Produksi sebagian besar komponen dan perakitan Sienta dilakukan di pabrik Toyota Indonesia, Karawang Plant II di Karawang  Barat yang memiliki luas 100 Ha dan melibatkan 139 pemasok lokal. Production trial ini  sendiri memakan waktu sekitar 6 bulan hingga masuk tahap confirmation stage (sudah siap untuk diproduksi massal).

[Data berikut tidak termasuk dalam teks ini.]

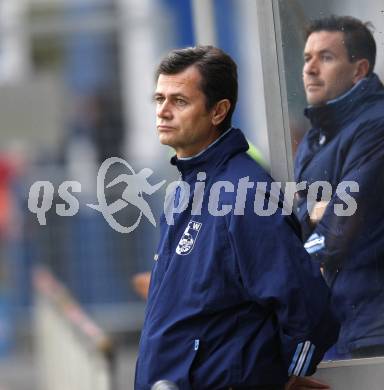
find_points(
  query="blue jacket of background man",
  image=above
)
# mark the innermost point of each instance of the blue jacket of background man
(234, 299)
(346, 143)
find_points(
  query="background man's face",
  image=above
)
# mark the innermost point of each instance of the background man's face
(327, 71)
(182, 119)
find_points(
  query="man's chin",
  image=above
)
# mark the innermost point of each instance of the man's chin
(164, 140)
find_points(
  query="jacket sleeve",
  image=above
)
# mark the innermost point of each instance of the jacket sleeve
(337, 238)
(278, 274)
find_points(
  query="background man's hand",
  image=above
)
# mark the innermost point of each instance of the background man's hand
(304, 383)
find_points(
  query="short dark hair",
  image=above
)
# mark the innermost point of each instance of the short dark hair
(218, 74)
(359, 40)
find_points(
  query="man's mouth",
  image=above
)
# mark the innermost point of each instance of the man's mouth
(164, 128)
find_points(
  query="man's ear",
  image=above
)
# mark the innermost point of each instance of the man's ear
(220, 111)
(361, 69)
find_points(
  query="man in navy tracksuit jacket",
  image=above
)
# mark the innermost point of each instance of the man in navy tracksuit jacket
(346, 144)
(234, 300)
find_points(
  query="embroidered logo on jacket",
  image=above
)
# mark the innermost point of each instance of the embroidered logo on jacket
(188, 238)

Setelah itu, dilakukan durability test (tes jalan) yang mereview langsung segala macam kondisi yang ada di Indonesia. Dari mulai penggunaan dalam perkotaan, perjalanan luar kota, tanjakan, turunan, jalan tidak rata, kondisi lalu lintas macet,  genangan air dan sebagainya.

Artinya ketika diperkenalkan ke masyarakat, Sienta sudah layak jual. Tes ini  juga melengkapi dari hasil durability test di Jepang yang sudah dilakukan sebelumnya, sehingga durability test di Indonesia sekaligus menguji bagian-bagian yang disesuaikan kondisi Indonesia.

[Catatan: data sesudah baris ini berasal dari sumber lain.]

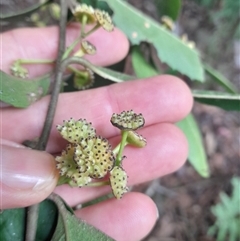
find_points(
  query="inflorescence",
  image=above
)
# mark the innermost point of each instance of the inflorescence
(88, 158)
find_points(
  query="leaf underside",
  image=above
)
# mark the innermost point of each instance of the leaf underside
(171, 50)
(20, 92)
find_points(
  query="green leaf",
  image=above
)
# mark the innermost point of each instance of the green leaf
(169, 8)
(98, 4)
(47, 220)
(197, 155)
(139, 27)
(220, 79)
(22, 93)
(141, 67)
(11, 9)
(12, 224)
(70, 228)
(225, 101)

Dari hasil inspeksi inilah Sienta sudah bisa diproduksi massal sesuai pesanan. Sebagian besar pembuatan Sienta yang memiliki total jumlah parts hingga 2.800 item itu dilakukan di Karawang Plant II, Jl. Permata Raya Lot DD-1 Kawasan Industri KIIC (tol Jakarta–Cikampek KM47), Karawang Barat, Jawa Barat.  

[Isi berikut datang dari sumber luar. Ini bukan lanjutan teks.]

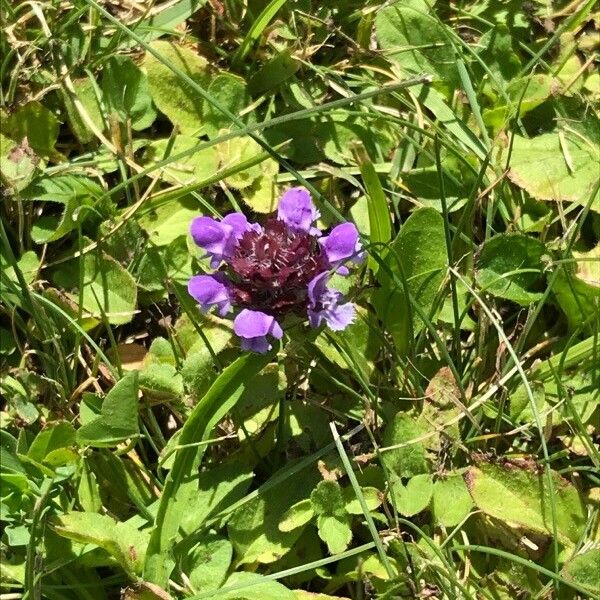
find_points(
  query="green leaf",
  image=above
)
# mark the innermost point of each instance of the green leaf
(297, 515)
(451, 501)
(18, 163)
(193, 168)
(161, 382)
(583, 570)
(371, 495)
(252, 586)
(54, 437)
(408, 460)
(577, 288)
(118, 420)
(327, 499)
(556, 166)
(418, 257)
(76, 194)
(122, 540)
(254, 527)
(414, 497)
(180, 484)
(274, 72)
(107, 289)
(415, 41)
(501, 259)
(335, 531)
(229, 91)
(126, 92)
(526, 499)
(173, 97)
(37, 124)
(207, 563)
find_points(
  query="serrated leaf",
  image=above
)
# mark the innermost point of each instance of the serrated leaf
(173, 97)
(123, 541)
(526, 499)
(414, 497)
(126, 92)
(335, 532)
(371, 496)
(500, 266)
(556, 166)
(118, 420)
(451, 501)
(408, 460)
(76, 194)
(297, 515)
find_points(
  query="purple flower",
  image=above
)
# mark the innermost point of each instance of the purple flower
(219, 239)
(325, 304)
(209, 291)
(267, 272)
(297, 211)
(341, 245)
(253, 327)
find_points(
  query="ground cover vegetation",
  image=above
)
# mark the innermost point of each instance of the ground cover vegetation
(424, 424)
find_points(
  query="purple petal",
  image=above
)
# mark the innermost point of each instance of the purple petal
(218, 238)
(325, 305)
(253, 327)
(297, 210)
(209, 291)
(342, 244)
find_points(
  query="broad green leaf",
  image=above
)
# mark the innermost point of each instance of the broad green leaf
(54, 437)
(277, 70)
(577, 288)
(34, 122)
(416, 41)
(229, 91)
(86, 92)
(408, 460)
(253, 586)
(254, 527)
(557, 166)
(180, 485)
(118, 419)
(525, 94)
(161, 382)
(297, 515)
(414, 497)
(207, 563)
(76, 194)
(510, 266)
(218, 488)
(18, 163)
(583, 570)
(451, 501)
(126, 92)
(335, 531)
(123, 541)
(526, 499)
(192, 169)
(418, 257)
(108, 288)
(327, 499)
(173, 97)
(371, 495)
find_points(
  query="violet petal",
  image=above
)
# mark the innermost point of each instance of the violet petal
(342, 244)
(209, 291)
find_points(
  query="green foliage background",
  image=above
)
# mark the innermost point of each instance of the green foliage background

Komponen lain diproduksi di Sunter Plant II, Sunter, Jakarta Utara. Sedangkan produksi mesin ditempatkan di  Karawang Plant III (Engine Plant), Jl. Trans Heksa Lot KJIE Teluk Jambe, Karawang Barat, Jawa Barat yang memiliki luas bangunan 27.000 m2.

PROSES PRODUKSI TOYOTA SIENTA

Dalam proses produksi 1 unit Sienta, dari tidak berwujud hingga menjadi sebuah mobil memerlukan waktu 27 jam dengan masa takt time 2,8 menit (169 detik).  Proses produksi ini dilakukan dalam beberapa fasilitas produksi yang terdiri dari Press Shop (fasilitas pengepresan), Welding Shop (fasilitas pengelasan), Paint Shop (fasilitas pengecatan), Engine Shop (fasilitas menufaktur mesin) dan Assembly Shop (fasilitas perakitan). Masing-masing shop pada proses produksi Sienta memiliki keunggulan, teknologi baru, mengedepankan efisiensi dan ramah lingkungan.

PRESS SHOP

Dari tempat inilah awal proses produksi Sienta dimulai. Boleh dibilang, Press Shop adalah tempat membuat bentuk kain setelah pola dalam dunia menjahit baju.  Di Press Shop lembaran pelat yang memiliki ketebalan 0,6 mm hingga 1.2 mm berspesifikasi khusus, dicetak dengan beban 1.600 ton agar menjadi bentuk panel bodi yang terpisah. Hasil pengepresan pelat ini terdiri dari upper body (outer dan Inner) dan under body termasuk sasis. Sedangkan untuk sebagian panel-panel kecil masih dicetak di Sunter Plant II, Jakarta.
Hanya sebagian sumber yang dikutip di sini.